Investors’ Interest in Private Infrastructure Will Persist
January 12, 2021 — Boston
The asset class continues to evolve, providing investors with new strategies—e.g., secondaries and debt—and with a growing opportunity
Although the pandemic is likely to negatively impact 2020-year-end fundraising, the attractive attributes that private infrastructure offers investors will drive assets under management to higher levels and new strategies will proliferate, according to the latest Cerulli Edge—U.S. Asset and Wealth Management Edition.

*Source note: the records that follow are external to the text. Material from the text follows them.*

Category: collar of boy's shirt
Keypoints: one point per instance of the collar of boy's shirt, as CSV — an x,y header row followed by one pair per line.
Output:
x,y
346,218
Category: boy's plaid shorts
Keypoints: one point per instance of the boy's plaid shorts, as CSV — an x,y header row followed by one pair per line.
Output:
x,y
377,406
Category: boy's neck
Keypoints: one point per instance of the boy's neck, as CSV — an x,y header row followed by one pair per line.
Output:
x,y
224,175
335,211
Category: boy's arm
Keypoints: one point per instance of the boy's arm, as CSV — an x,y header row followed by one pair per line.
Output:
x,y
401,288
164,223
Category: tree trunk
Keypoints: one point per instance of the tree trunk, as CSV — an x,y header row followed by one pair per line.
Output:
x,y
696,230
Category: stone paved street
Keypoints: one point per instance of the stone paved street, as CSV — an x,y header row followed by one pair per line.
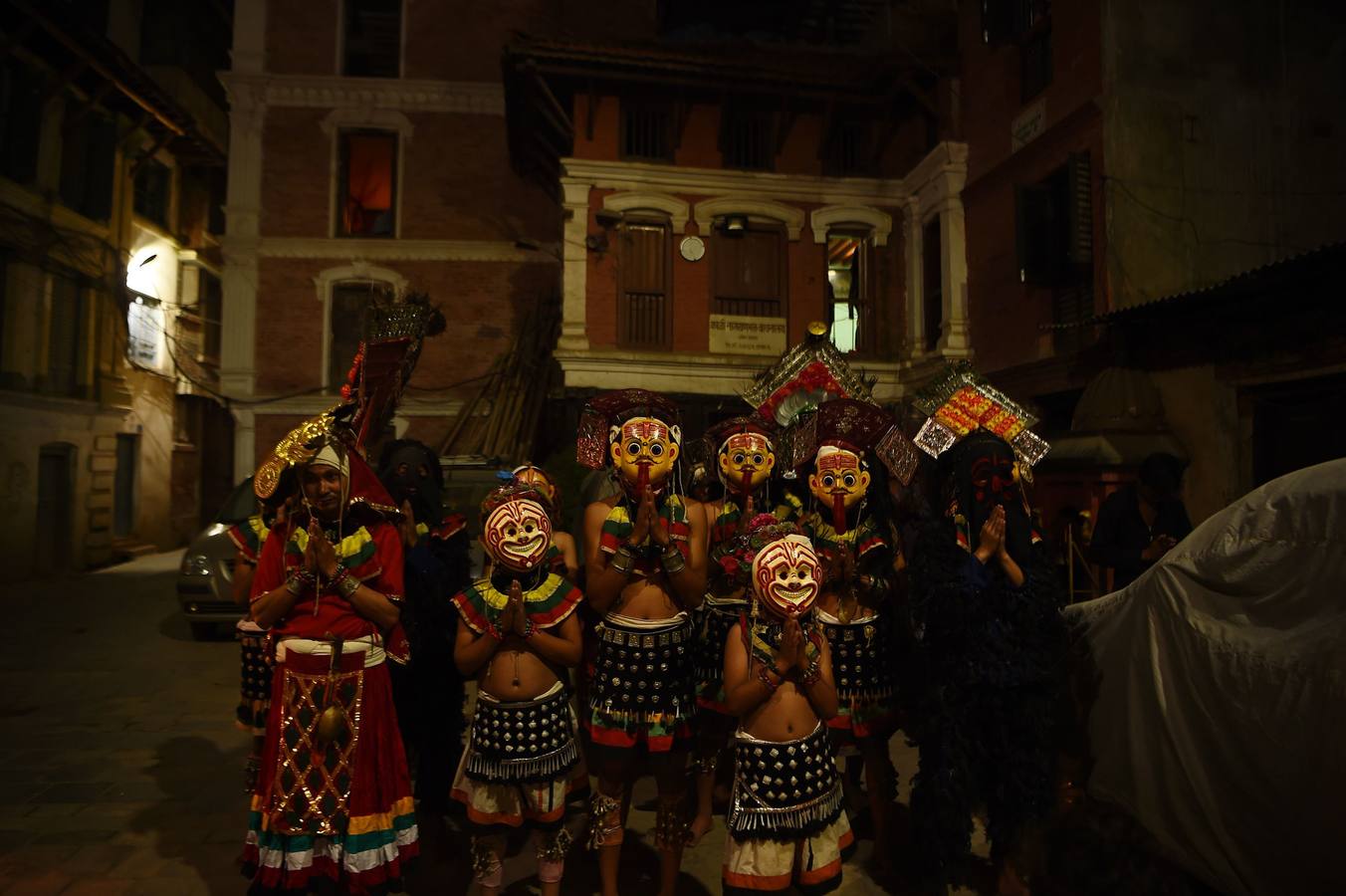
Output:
x,y
121,772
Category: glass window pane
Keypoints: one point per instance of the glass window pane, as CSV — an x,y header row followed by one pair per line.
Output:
x,y
369,184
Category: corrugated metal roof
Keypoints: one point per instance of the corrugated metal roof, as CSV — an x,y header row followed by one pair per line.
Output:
x,y
1320,265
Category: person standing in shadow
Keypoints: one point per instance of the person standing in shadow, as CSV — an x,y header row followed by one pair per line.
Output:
x,y
1143,521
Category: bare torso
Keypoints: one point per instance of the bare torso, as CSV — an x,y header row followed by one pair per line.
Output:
x,y
786,715
647,597
515,662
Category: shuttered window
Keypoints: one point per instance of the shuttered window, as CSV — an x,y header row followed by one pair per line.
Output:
x,y
932,283
373,38
748,138
750,272
645,307
350,305
88,159
646,130
851,291
367,186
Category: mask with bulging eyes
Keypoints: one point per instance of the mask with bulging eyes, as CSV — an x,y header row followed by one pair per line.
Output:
x,y
746,460
838,482
517,535
643,451
785,576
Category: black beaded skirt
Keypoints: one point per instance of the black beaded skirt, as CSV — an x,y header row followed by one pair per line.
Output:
x,y
784,789
643,674
524,742
718,619
860,661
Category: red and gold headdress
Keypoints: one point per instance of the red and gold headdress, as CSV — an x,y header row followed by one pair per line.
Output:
x,y
785,569
962,401
382,364
821,401
516,527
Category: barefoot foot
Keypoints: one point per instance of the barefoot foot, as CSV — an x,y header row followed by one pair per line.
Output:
x,y
698,829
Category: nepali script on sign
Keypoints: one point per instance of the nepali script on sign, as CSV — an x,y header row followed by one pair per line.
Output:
x,y
742,336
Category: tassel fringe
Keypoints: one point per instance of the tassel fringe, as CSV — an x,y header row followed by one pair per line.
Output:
x,y
528,769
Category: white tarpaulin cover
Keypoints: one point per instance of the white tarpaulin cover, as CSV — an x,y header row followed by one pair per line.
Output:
x,y
1221,716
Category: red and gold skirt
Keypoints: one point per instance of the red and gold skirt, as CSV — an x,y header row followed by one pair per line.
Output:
x,y
334,812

The distinctive characteristics of infrastructure assets result in a unique risk and return profile. With returns generally lower and less volatile, advocates perceive real assets as safe and defensive and less correlated with other asset classes. Their long asset lives and often large investment sizes make them particularly attractive to larger investors, such as insurance general accounts, pensions, and sovereign wealth funds (SWFs) that seek to put substantial capital to work in long-life assets that match their long-term liabilities.
Digital infrastructure—which includes fiber networks, telecommunication towers, and data centers—was one of the fastest-growing segments of infrastructure investment in 2020. By prompting a dramatic shift to work- and school-at-home, the pandemic highlighted the need for connectivity. Investment is required for both upgrading aging data infrastructure and installing new digital assets, particularly in developing countries experiencing rapidly growing demand for connectivity.

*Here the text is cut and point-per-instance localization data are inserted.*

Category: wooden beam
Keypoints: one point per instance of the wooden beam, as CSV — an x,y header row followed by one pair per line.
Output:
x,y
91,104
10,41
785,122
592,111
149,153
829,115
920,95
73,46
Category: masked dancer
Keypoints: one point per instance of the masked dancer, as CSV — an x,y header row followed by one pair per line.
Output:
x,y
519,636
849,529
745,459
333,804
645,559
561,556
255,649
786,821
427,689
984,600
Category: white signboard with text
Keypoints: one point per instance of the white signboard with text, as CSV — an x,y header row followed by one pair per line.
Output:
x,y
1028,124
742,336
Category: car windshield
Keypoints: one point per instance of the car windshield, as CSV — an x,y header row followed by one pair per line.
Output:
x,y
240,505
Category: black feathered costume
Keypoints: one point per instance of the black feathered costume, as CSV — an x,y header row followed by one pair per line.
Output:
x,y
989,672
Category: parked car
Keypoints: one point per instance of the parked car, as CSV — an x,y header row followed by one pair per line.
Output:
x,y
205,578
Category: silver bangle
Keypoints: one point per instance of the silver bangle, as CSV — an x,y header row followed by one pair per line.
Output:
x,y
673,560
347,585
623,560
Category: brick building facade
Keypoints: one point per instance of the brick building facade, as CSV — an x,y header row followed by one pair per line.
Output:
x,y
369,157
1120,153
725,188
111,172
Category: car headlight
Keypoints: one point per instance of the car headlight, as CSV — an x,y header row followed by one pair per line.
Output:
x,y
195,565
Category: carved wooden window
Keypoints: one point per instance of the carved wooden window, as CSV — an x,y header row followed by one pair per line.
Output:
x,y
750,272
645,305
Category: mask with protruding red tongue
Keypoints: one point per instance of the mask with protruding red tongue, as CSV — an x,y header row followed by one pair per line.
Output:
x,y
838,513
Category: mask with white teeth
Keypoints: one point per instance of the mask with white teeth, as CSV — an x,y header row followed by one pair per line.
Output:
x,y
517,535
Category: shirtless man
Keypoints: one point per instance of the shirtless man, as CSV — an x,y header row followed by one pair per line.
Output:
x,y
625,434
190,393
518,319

The demand for sustainable investments is also a key driver shaping infrastructure investing. Specifically, clean energy, water, and wastewater assets have become increasingly attractive to a growing pool of investors seeking sustainable or socially responsible investments. Often these investors, such as pension funds, are under pressure to meet climate change or sustainability goals, but other investors, including high-net-worth individuals and SWFs, have a growing appetite for investments that make a meaningful impact and also generate a competitive return. Additionally, the growing commitment by fund managers to make investments that meet environmental, social, and governance (ESG) factors contributes to the escalating supply and demand for assets in the renewable energy and social housing space.

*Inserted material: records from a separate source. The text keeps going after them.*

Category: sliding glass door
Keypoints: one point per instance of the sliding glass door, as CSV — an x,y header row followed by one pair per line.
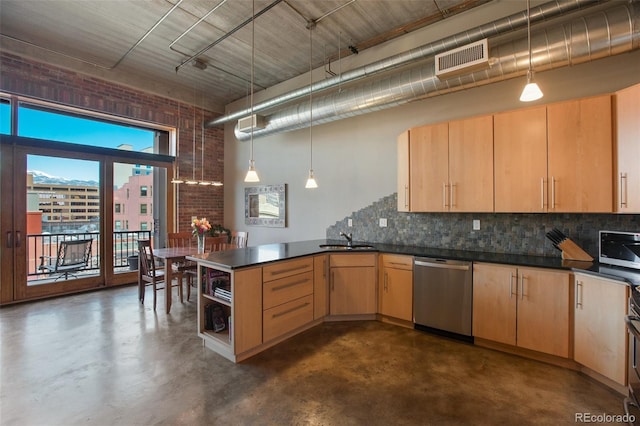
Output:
x,y
73,207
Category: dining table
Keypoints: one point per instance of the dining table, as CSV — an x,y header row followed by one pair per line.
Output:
x,y
170,255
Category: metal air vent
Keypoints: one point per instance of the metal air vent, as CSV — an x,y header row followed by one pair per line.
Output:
x,y
254,121
463,59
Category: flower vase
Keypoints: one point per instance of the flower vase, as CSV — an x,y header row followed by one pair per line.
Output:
x,y
201,243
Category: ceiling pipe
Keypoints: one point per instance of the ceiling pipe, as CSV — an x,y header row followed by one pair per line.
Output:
x,y
602,34
501,26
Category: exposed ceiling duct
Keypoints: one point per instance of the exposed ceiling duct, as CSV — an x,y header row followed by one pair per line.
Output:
x,y
606,32
501,26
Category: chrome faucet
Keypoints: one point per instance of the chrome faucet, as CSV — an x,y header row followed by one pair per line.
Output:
x,y
348,236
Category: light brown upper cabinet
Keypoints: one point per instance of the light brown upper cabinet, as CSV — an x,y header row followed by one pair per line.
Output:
x,y
627,166
471,164
403,172
580,156
520,157
450,167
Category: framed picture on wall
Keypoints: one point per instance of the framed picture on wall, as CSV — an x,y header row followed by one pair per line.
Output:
x,y
266,205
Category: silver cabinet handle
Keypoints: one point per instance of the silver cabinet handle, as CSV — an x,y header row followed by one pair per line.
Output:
x,y
444,195
406,196
623,190
553,193
288,311
511,277
578,295
452,197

Going forward, the large global, publicly traded alternative asset managers with multi-strategy platforms will be advantaged to source investments, launch products, and attract capital from investors worldwide. Investors’ appetite for sustainability and ESG strategies will continue to drive renewable energy investments. Similarly, remote work and e-commerce trends that COVID-19 accelerated have stimulated global demand for digital infrastructure that is likely to continue.